Malformed Entry in the Training Dataset

Hi,

I think I have found a malformed entry in the training dataset (training.jsonl).

The entry with the uuid “ad9271b7-9983-42f5-9bd9-fdfcb171ddaa” is classified as “passage”, but the spoiler is constructed from 2 paragraphs. Also, the “spoilerPositions” is a single value in one paragraph and the character index is higher than the character count in the paragraph.

Dear Tom,

Thank you for pointing this out.
For reference, I include the corresponding instance from the training data here:

{“uuid”: “ad9271b7-9983-42f5-9bd9-fdfcb171ddaa”, “postId”: “4u446t”, “postText”: [“What Happens When You Get a Perfect Score on Pac-Man Will Blow Your Mind”], “postPlatform”: “reddit”, “targetParagraphs”: [“GIF”, “Billy Mitchell takes video games very seriously. He’s been called one of the greatest arcade gamers ever, and there’s even a documentary about his insane high score in Donkey Kong called The King of Kong: A Fistful of Quarters.”, “Even with his own full-length documentary film, Mitchell is still best-known for one thing: He was the first person to get a perfect score (3,333,360 points) in Pac-Man. Mitchell set the record in 1999, almost two decades after the game was originally released.”, “"You start off on the first board, and on board 21, that’s where it reaches the maximum difficulty," Mitchell said in a recent interview about the achievement. "You have to navigate all the way to board 255 doing the same repetitive thing. You can’t miss a dot, a prize, a blue man. You can’t die once."”, “In the video, Mitchell explains how, at level 256, there’s only enough memory in the game for the left-half of the board. The right-half of the game is filled with computer garble that looks something like the Matrix code.”, “"You get to the end, and there’s nothing to do but die."”], “targetTitle”: “What Happens When You Get a Perfect Score on Pac-Man Will Blow Your Mind”, “targetDescription”: “Billy Mitchell takes video games very seriously. He’s been called one of the greatest arcade gamers ever, and there’s even a documentary about his insane high score in Donkey Kong called The King of Kong: A Fistful of Quarters.”, “targetKeywords”: “Pac-Man, Arcade, Billy Mitchell, Sploid”, “provenance”: {“source”: “anonymized”, “humanSpoiler”: “The game runs out of memory and you die”, “spoilerPublisher”: “savedyouaclick”}, “spoiler”: [“at level 256, there’s only enough memory in the game for the left-half of the board. The right-half of the game is filled with computer garble that looks something like the Matrix code. "You get to the end, and there’s nothing to do but die."”], “spoilerPositions”: [[[4, 836]]], “tags”: [“passage”]}

I think that the label passage is correct because we labeled everything that is consecutive text longer than 5 words as a passage, and this is true for the example (although the example spans two paragraphs, but it is still consecutive).

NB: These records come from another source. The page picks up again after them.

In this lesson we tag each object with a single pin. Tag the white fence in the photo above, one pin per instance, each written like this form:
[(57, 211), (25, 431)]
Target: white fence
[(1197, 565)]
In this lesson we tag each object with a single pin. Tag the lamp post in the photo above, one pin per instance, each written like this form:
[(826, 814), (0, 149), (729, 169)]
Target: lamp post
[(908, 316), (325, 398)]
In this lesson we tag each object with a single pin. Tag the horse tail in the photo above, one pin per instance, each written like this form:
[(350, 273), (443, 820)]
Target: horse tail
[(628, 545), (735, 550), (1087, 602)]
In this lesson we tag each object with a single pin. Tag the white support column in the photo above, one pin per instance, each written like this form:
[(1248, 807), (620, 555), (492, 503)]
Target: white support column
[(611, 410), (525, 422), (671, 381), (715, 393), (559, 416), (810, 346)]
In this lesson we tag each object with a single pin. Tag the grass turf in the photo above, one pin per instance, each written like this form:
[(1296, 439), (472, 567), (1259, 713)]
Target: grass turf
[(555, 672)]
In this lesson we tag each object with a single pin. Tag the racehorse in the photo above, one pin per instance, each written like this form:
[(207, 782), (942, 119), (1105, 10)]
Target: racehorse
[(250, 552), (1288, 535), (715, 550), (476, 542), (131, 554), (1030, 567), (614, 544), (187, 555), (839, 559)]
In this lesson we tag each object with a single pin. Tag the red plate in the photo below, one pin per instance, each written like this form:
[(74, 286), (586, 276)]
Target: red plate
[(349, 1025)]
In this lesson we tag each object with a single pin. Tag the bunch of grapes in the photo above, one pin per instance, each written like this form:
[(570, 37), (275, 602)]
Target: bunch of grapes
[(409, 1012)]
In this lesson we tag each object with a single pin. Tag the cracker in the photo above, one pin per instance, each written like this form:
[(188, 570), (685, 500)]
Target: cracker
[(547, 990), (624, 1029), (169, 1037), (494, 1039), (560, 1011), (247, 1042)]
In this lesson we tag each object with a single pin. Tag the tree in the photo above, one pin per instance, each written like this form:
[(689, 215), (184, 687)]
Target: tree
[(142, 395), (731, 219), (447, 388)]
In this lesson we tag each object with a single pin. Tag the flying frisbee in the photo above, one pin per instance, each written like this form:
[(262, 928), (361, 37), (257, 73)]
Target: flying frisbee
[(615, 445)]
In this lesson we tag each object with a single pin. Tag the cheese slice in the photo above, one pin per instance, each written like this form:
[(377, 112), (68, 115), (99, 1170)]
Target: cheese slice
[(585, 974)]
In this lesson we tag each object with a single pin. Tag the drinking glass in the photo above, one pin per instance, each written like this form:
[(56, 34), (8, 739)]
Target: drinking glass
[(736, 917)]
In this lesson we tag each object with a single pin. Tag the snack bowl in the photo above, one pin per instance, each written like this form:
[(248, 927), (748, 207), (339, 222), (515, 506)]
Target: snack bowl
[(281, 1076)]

The spoilerPosition does not include the end-position because the spoiler ends at the end of the document.

You are right, this is misleading, we will release a new version of the dataset that improves this. But I guess it is not too urgent for you, as you can continue working?
So that we can ship multiple minor improvements when we release the next version on Zenodo?

Best Regards,

Maik

Dear Maik,

thank you for your clarification.

It is not urgent and we can wait for the next release.

Best Regards,

Tom